When students complete the Company Program, they will demonstrate the fundamental acumen needed in a successful business startup, including leadership, marketing, sales, financial management, and supply chain management. They will create a personal action plan incorporating 21st century career readiness skills. Most importantly, they will be equipped with tools to take the rudder and navigate their path to the American dream. 

It comes down to finding something you love to do and then just trying to be great at it.
— Mark Cuban, Businessman, Investor, & JA Alumnus

Each of the program’s  meetings is divided into two activities and includes a team builder exercise. Company Ops is that portion of the meeting during which students build and manage their business. This usually will take the majority of the meeting time.

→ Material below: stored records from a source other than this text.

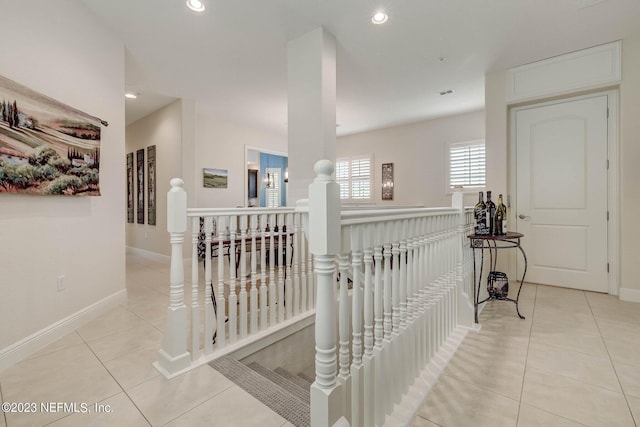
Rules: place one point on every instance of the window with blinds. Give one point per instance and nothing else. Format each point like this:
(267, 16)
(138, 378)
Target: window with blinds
(354, 174)
(467, 164)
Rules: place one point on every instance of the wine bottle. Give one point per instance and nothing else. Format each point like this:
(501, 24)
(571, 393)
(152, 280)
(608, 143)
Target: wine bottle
(479, 211)
(500, 221)
(491, 211)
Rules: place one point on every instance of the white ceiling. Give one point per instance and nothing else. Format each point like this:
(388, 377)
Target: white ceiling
(232, 58)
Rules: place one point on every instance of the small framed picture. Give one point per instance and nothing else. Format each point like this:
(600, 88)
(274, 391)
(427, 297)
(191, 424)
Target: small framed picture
(387, 181)
(215, 178)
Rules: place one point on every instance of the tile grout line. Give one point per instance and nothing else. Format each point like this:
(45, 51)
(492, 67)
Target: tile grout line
(526, 359)
(525, 368)
(117, 382)
(198, 405)
(612, 364)
(4, 414)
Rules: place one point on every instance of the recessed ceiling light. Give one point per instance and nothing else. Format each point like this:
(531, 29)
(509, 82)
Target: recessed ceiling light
(379, 18)
(195, 5)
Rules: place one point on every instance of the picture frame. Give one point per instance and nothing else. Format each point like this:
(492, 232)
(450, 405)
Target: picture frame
(130, 208)
(140, 184)
(387, 181)
(151, 185)
(215, 178)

During the Deeper Dive, near the end of the meeting, students work individually or in groups to take a closer look at a business related topic. Their work will culminate in creating a Personal Action Plan to guide them in taking next steps.

During the program, students will have the opportunity to participate in workshops that further build their 21st century entrepreneurial skills, as well as engage guest speakers and subject matter experts.


Meeting One— Ignite your Entrepreneurial Spirit
Members examine their own entrepreneurial traits and then explore the company structure and what each member brings to the table. Members test their knowledge of entrepreneurial myths and facts.

Meeting Two & Three— Fill a Need
Members use creative thinking and brainstorming to explore potential products and services that could fill a need or solve a problem in the market. Members participate in a group decision-making process to narrow their potential products or services.

Meeting Four & Five — Vet the Venture
Companies conduct a preliminary examination of their top potential product or services ideas and decide to move forward or return to the idea phase. Independently or in groups, members apply a SWOT analysis to their top business ideas.

Meeting Six— Strategy and Structure
Members finalize their product or services and, in business teams, begin to develop their business plan through a series of specialized tasks. Independently or in groups, members are introduced to the lean product development process.

Meeting Seven— Launch the Business
Business teams report on their tasks and findings and come to a consensus on major decisions as they launch the company and create a one-page business plan. Members practice accountability as they present their one-page business plan.


Meeting Eight & Nine— Capitalize a Venture
Business teams provide their first status update on their assigned tasks, review their priorities, and conduct ongoing company business. Independently or in groups, members examine types of capitalization and practice the art of the pitch for future start-up capital. 

Meeting Ten— Leadership
Independently or in groups, members explore aspects of leadership.

Meeting Eleven— Sales
Independently or in groups, members practices sales techniques through a video blog. 

Meeting Twelve— Marketing and Communication
Members explore marketing through a virtual job shadow of top professionals from across the country. 

Meeting Thirteen— Apply to National Student Leadership Competition
Supply chain and examine quality control techniques. 

Meeting Fourteen— Know the Numbers
Members practice using the company’s financial tools for their own future business idea.


Meetings fifteen & sixteen of the JA Company Program are dedicated to helping students look toward the future and decide if their company is something they might want to pursue after the end of the formal program. Because at Junior Achievement, we believe that each student’s Company Program end may actually be the beginning of something.

Meeting Fifteen— Cash Out
Members conclude remaining company business and liquidate the business. Business teams compile their annual report for stakeholders.

Meeting Sixteen— Move Forward
Having conclude the company business, participants create their own Personal Action Plans using knowledge gained throughout the program. Individuals explore interests, skills, preferences, and educational opportunities to focus their next professional steps.